Almost two-thirds of Tui's online bookings are now initiated on smartphones, and Mr Long expects commuters to do so again today. "All this disruption with the weather and strikes sees people thinking, 'I need some sunshine,'" he said.

Britons' hunger for sun was evident in Tui's bookings, with the most popular for summer 2014 including Majorca, Cancun and Florida, the latter being a destination for Mr Long, who banked more than £10.1m in pay in 2013 and is this year flying his grandchildren to Disney World Florida.

"Confidence continues to improve," he said. "There is some trading up, plus a lot of people are now booking all-inclusive deals – it's growing every year and is now about 55 per cent of all bookings – so they're spending more of their holiday budget with us."

Tui narrowed its seasonal loss for the last quarter of 2013 to £108m compared with £116m a year earlier.

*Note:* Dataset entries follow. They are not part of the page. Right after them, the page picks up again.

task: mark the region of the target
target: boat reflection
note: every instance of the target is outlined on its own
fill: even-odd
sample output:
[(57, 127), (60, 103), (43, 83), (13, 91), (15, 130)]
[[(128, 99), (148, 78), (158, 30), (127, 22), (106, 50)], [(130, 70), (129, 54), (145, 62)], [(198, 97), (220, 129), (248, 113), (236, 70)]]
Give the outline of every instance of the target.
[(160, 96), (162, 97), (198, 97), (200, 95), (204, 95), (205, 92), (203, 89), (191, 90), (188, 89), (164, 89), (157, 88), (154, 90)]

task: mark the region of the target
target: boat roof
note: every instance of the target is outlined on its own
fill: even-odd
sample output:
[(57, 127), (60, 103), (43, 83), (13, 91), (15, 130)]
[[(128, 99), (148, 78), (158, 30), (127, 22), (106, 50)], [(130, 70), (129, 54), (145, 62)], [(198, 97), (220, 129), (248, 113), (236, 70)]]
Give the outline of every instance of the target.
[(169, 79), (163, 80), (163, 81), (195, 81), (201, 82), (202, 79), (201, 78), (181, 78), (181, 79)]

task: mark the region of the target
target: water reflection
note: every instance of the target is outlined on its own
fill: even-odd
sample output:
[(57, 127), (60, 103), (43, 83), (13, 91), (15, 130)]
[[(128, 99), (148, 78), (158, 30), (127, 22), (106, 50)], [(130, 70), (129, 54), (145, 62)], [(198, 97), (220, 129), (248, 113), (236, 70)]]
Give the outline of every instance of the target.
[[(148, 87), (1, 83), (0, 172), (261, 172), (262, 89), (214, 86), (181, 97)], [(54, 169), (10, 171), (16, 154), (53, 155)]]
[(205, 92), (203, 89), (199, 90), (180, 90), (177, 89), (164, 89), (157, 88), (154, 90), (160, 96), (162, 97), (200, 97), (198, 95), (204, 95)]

Ryanair, which issued two profits warnings in 2013, enjoyed a 5 per cent surge in bookings in January, flying 4.6 million passengers.

It claimed the strong growth in January bookings was because of its "customer-service improvements including allocated seats", although these were actually introduced on 1 February.

Rival easyJet flew 4 million people in the first month of 2014, up 3.7 per cent on a year earlier, and Aer Lingus enjoyed the same trend.

Although the Irish carrier flew just 0.2 per cent extra passengers in January, at 572,000, demand for its more lucrative long-haul services rose 7.3 per cent, offsetting a 1 per cent fall in short-haul traffic.